Islamabad, August 21, 2024 – Pakistan has made a significant move to capitalize on its surplus sugar reserves by deciding to export 100,000 metric tons of sugar. The decision was reached during a crucial meeting of the Sugar Advisory Board (SAB) held on Wednesday, chaired by Minister for Industries and Production, Rana Tanveer Hussain.
The meeting, attended by a host of high-ranking officials, including Federal Minister for Commerce, Jam Kamal Khan, the Secretary of Industries and Production, provincial representatives, members of the Pakistan Sugar Mills Association (PSMA), Provincial Cane Commissioners, and officials from the Federal Board of Revenue (FBR), culminated in the recommendation to export the surplus sugar. This recommendation was promptly forwarded to the Economic Coordination Committee (ECC) of the Federal Cabinet for final approval.

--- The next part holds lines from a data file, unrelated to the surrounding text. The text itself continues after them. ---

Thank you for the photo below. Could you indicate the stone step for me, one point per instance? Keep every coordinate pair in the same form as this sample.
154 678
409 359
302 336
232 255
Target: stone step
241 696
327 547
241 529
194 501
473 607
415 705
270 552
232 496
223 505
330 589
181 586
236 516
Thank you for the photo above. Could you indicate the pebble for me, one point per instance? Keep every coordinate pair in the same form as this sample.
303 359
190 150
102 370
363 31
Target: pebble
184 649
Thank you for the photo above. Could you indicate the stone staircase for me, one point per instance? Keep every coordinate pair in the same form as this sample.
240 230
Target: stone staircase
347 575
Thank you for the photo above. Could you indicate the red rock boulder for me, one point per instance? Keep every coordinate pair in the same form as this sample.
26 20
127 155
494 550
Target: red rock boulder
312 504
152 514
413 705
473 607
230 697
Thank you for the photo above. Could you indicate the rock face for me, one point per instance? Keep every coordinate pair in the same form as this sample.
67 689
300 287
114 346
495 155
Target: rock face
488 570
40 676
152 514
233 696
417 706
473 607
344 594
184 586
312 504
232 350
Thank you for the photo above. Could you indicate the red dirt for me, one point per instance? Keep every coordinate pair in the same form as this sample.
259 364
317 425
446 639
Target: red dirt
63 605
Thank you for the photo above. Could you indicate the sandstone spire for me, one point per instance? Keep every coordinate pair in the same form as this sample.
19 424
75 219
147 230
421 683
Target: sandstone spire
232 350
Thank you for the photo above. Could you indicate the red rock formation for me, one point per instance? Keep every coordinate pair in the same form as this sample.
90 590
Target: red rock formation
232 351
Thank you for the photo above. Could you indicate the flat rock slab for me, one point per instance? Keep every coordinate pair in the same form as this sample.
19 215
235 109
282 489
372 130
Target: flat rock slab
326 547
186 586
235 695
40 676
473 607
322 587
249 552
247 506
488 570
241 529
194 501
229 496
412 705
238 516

During the meeting, the current sugar stock levels and pricing structures within the country were meticulously reviewed. Minister Rana Tanveer Hussain emphasized that Pakistan has an ample supply of sugar, enough to justify the decision to export. He assured that this move would not result in any increase in the ex-mill price of sugar, a concern for both consumers and producers alike.
The Pakistan Sugar Mills Association (PSMA) has pledged to maintain the ex-mill price of sugar, adhering to the terms agreed upon earlier. This assurance is expected to alleviate any concerns regarding potential price hikes in the domestic market following the export decision.
Rana Tanveer Hussain also underscored that the export of sugar will be conducted under strict terms and conditions set forth by the Federal Cabinet. This ensures that the domestic market remains stable and that the export does not lead to any adverse effects on local sugar availability or prices.
The decision to export sugar comes at a time when Pakistan’s sugar industry has been grappling with surplus production, leading to concerns about storage and financial burdens on sugar mills. By exporting this surplus, Pakistan aims to not only ease the pressure on local producers but also generate valuable foreign exchange, which can contribute to the country’s economic stability.
The final nod from the ECC is expected soon, following which the export process will commence. This move is seen as a strategic step towards balancing domestic supply and demand while taking advantage of global market opportunities.